The manuka honey effect requires that trace plant compounds are effective chemotherapeutics in humans when carried in an assortment of sugars. I have much more time for methylglyoxal.

I realise that's not a lot of help but it's the current limit of my knowledge...

I hope you do well

Peter

Alan2102 said...

Peter, would you please change the DATE switch on your blogger control panel (or whatever they call it) so that the FULL DATES of posts are visible? All I can see are times of day, but this is unimportant and useless. I want to know the YEAR, and month. Anyone who does research, now or in the future, would have the same question. Dates are important. FULL DATES, please.

E-S said...

I've stumbled on this interesting article and discussion by looking for unusual ways to help people with both g-6-p dehydrogenase deficiency (like ~10% of afro-americans) and insulin-resistance-driven obesity. Erythrocytes not having mitochondria makes them easily die from oxydative dstress if there's not enough reduced gluthatione around. That makes some weight-loss strategies potentially dangerous, alas.

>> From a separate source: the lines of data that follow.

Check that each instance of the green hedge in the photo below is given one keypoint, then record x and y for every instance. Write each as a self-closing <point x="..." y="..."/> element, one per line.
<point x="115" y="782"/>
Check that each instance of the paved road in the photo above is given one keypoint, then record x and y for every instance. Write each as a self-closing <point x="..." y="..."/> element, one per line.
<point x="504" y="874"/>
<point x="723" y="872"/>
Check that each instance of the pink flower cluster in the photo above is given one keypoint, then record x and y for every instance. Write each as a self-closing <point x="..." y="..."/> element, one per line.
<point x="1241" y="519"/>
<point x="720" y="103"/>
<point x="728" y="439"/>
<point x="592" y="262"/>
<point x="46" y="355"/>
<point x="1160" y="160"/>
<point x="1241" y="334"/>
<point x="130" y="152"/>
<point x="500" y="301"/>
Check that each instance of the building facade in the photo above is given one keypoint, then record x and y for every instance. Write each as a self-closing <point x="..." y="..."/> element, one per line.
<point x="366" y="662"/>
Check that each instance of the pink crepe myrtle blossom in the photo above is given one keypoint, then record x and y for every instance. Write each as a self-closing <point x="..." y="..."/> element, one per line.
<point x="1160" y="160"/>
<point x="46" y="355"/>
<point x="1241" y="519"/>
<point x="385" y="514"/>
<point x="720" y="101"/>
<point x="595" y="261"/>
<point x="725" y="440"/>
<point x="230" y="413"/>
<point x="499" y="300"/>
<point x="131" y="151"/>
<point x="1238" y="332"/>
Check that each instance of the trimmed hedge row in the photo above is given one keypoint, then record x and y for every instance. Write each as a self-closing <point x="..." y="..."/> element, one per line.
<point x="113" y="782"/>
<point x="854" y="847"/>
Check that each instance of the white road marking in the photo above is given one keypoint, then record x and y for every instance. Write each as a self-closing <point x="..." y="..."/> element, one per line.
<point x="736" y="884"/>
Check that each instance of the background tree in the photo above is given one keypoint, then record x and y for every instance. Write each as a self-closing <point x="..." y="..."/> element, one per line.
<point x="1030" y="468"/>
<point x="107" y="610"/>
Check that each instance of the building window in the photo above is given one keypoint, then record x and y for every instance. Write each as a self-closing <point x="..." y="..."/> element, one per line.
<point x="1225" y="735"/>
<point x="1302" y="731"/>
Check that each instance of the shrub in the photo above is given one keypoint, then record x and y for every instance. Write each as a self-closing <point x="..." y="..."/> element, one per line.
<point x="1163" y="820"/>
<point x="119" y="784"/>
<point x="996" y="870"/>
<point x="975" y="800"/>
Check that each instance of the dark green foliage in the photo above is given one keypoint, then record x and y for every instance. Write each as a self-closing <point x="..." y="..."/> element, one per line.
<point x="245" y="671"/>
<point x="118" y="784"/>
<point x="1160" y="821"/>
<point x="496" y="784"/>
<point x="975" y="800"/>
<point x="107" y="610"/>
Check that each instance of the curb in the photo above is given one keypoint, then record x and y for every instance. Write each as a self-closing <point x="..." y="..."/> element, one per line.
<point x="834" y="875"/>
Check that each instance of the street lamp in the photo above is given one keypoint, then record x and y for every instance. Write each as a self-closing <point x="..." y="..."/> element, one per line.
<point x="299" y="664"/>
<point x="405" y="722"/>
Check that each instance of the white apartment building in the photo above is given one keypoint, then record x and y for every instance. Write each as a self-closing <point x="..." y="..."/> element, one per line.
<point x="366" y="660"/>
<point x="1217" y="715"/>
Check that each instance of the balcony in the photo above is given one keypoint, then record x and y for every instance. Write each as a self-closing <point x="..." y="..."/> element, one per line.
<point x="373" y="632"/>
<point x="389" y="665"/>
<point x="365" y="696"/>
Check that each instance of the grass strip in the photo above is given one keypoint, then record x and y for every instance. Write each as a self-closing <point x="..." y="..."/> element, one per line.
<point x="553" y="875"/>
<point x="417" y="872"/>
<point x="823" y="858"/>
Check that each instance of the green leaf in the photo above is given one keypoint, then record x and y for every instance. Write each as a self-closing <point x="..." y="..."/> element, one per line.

Thank you donny for the useful info: apparently N-acetyl-cysteine seems to prevent the damage, complementing the (deficient) reduced gluthatione: http://www.ncbi.nlm.nih.gov/pubmed/15598086

Local News Network said...

As an enthusiast on eating in a ketogenic manner, this topic is fascinating to me, and due to my technical training and bent, I wanted to better understand the underlying mechanics.

What I'm finding is that, pretty much everyone in the field of nutrition, doesn't agree on anything at best and doesn't know what the hell they're talking about at all at worst.

You are all aware that you constantly and often quite elegantly, contradict each other on, pretty much, every single subject in this field, out there? Of course you do.

I've concluded that the best approach is: eat what makes you feel good most of the time and that doesn't make you fat. Ignore the experts.